New team to fight modern slavery in North-West England

Hope for Justice will enable more people trapped in modern slavery in Lancashire and the surrounding area of North West England to rediscover their freedom and rebuild their lives.

The pioneering anti-slavery charity is recruiting a new team of community engagement specialists to respond to the worrying rise in human trafficking in Lancashire, with the number of possible cases having risen by more than half in the past year.

Picture shows Preston in Lancashire, one of the areas to be covered by Hope for Justice’s new team

The three new staff members will begin work in April, and will follow the charity’s award-winning holistic response to slavery, which is successfully fighting this abhorrent crime in West Yorkshire and the East Midlands and which has been launched internationally.

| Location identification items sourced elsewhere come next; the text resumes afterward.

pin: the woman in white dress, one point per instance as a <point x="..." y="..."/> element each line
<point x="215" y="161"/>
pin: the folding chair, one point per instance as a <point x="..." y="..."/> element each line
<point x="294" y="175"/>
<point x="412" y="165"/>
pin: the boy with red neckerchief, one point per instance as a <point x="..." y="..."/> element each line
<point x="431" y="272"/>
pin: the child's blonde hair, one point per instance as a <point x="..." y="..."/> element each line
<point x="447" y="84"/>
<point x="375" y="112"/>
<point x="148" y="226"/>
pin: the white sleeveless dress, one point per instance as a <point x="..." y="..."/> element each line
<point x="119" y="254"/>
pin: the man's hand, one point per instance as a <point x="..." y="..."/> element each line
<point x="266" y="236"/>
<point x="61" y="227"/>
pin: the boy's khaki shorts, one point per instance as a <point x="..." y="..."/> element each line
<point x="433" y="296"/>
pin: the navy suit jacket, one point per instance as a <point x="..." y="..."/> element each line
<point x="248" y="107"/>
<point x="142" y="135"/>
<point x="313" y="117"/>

People are being trafficked into many forms of exploitation in the North West, through physical, financial or psychological control. People are being forced to work for little or no pay in logistics, food production and agriculture, as well as nail bars, restaurants, and car washes.  Victims are also often coerced into sexual exploitation, forced criminality and domestic servitude.

Hope for Justice will invest around £100,000 over the next year to enable its team to identify victims, support them to find a way out, and work alongside them as they begin to recover and build a new life. The team will also carry out vital preventative work by training local authorities, police, healthcare professionals and social workers, as well as businesses, groups and individuals to spot the signs of modern slavery and know how to report them.

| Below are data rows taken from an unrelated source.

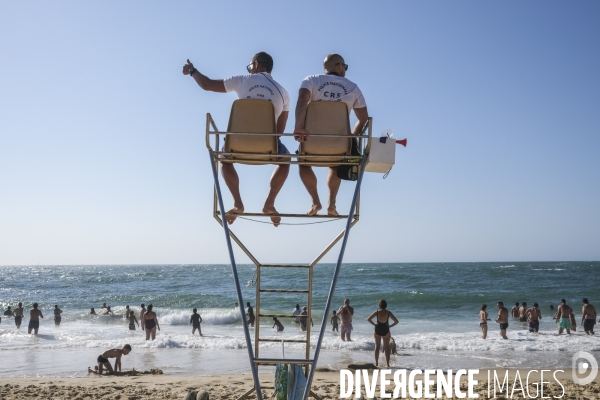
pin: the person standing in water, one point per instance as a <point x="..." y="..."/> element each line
<point x="502" y="319"/>
<point x="483" y="319"/>
<point x="534" y="315"/>
<point x="150" y="322"/>
<point x="195" y="320"/>
<point x="515" y="310"/>
<point x="277" y="324"/>
<point x="382" y="330"/>
<point x="345" y="313"/>
<point x="523" y="313"/>
<point x="57" y="317"/>
<point x="588" y="317"/>
<point x="132" y="321"/>
<point x="335" y="320"/>
<point x="34" y="319"/>
<point x="142" y="312"/>
<point x="18" y="314"/>
<point x="563" y="316"/>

Paul McAnulty, UK and Europe Programme Director at Hope for Justice, said: “We’ve identified an urgent need in the North West, with rising numbers of people being treated as disposable commodities and exploited for greed and profit. We find this utterly unacceptable. Wherever modern slavery exists, we will be there to stamp it out. That’s why our new team will roll out our tried-and-tested response to human trafficking, and work with our partners to banish modern slavery for good. We are absolutely committed to empowering those under the control of traffickers to rediscover their freedom, their voice and their hope.”

Figures from the UK government’s National Referral Mechanism (the process which formally identifies someone as a victim of human trafficking) show there were 135 people who may have been forced to work against their will in Lancashire in 2019; an increase of 55 per cent upon the previous year. However, with many victims not being identified via these official routes, Hope for Justice believes that the true numbers of people affected will be much higher.

The charity’s new team will work closely with partners including the Pan-Lancashire Anti-Slavery Partnership, Greater Manchester Anti-Slavery Network, the police, local authorities in Lancashire and Greater Manchester, and NGOs.